Skip to content

Unified Masked Diffusion Models with Diverse Generation Orders

Conference: ICML 2026
arXiv: 2602.02112
Code: TBD
Area: Diffusion Models / Text Generation / Language Modeling
Keywords: Masked Diffusion Models, Generation Order, Velocity Field, Joint Learning

TL;DR

This paper proposes a unified framework, OeMDM, and its learnable counterpart, LoMDM, which unify random masking, autoregressive, and block diffusion models under a single NELBO by explicitly modeling "velocity" (generation priority), enabling joint learning of generation orders and the diffusion backbone from scratch.

Background & Motivation

Background: Masked Diffusion Models (MDMs) are potential alternatives to Autoregressive Models (ARMs), but their generation quality depends heavily on the generation order.

Limitations of Prior Work: Existing solutions either use hard-coded orders (e.g., block-wise L2R) or learn order policies for pre-trained MDMs—the latter requires additional computation and leads to sub-optimal solutions due to two-stage optimization.

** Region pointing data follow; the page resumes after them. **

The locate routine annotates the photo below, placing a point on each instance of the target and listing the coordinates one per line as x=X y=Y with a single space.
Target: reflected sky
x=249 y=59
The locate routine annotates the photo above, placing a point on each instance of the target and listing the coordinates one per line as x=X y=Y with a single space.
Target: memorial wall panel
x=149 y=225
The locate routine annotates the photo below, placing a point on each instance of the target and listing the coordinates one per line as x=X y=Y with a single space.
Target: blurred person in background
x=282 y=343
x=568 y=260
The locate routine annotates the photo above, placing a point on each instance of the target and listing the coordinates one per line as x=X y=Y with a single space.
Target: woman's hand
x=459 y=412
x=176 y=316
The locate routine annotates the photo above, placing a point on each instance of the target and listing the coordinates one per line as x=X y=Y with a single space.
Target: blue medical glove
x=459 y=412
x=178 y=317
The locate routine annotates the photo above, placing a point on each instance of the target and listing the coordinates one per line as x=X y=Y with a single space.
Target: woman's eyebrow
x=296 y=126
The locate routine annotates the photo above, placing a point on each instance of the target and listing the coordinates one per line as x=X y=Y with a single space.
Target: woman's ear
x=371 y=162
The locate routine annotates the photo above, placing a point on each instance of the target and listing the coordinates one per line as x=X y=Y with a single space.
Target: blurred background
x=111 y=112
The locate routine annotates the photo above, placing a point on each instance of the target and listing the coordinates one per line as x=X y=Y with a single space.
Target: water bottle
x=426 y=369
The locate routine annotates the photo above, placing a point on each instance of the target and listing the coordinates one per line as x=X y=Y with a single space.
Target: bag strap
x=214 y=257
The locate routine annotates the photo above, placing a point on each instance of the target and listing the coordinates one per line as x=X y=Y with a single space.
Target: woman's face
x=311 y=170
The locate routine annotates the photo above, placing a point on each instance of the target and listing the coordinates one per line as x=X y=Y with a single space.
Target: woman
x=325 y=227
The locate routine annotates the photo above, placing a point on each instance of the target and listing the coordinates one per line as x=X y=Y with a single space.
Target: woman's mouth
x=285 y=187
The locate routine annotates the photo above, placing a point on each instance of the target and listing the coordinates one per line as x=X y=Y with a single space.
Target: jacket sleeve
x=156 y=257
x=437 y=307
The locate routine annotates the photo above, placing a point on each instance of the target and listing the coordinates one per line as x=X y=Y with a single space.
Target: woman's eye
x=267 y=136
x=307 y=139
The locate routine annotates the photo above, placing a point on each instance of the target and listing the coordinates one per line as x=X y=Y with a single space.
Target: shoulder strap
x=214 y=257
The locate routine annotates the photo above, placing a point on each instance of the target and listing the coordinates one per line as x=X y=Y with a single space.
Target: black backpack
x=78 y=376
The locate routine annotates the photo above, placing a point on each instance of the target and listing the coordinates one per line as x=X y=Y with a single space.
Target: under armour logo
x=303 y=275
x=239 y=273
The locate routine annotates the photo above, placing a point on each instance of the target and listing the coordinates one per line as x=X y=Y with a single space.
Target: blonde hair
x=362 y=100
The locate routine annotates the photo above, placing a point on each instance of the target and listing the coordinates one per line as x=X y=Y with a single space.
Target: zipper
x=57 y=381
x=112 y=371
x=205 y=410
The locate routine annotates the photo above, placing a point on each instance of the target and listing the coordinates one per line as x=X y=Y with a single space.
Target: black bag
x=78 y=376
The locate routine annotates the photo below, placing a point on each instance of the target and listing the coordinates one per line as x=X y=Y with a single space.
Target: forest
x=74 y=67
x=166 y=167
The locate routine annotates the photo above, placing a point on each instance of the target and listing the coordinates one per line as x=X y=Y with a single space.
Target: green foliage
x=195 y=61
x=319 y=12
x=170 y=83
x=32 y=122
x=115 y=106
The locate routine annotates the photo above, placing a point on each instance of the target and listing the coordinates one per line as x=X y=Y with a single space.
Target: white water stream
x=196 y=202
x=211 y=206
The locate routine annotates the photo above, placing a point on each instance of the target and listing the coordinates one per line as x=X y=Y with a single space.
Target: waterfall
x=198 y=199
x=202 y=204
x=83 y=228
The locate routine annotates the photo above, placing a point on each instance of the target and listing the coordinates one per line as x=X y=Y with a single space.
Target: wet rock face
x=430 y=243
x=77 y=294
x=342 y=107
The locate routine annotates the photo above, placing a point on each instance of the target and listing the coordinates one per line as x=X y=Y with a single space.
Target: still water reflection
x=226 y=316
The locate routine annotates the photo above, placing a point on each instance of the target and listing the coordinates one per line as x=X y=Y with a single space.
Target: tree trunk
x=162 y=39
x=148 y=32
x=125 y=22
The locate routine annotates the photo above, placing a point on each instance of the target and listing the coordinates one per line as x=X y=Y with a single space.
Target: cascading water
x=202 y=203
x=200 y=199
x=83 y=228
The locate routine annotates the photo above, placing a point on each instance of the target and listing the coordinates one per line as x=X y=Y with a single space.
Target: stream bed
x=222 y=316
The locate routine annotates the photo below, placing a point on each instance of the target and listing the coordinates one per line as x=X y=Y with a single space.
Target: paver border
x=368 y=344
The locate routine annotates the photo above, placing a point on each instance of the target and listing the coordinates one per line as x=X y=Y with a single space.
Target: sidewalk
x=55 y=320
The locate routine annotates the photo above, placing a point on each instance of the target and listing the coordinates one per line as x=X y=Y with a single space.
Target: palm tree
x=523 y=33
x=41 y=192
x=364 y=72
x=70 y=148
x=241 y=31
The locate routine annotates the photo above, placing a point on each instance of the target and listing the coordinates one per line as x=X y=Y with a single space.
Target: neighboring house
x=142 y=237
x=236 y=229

Key Challenge: MDMs are inherently order-agnostic; uniform noise scheduling ensures all positions denoise at the same rate, resulting in entirely random generation orders. Existing ordered approaches operate independently without a unified perspective.

Goal: (1) Unify MDMs, ARMs, and block diffusion under a single framework; (2) Enable joint end-to-end learning of generation orders and diffusion models from scratch.

Key Insight: Explicitly represent the generation rate implicit in the NELBO as a "velocity" function and design position-dependent adaptive noise scheduling.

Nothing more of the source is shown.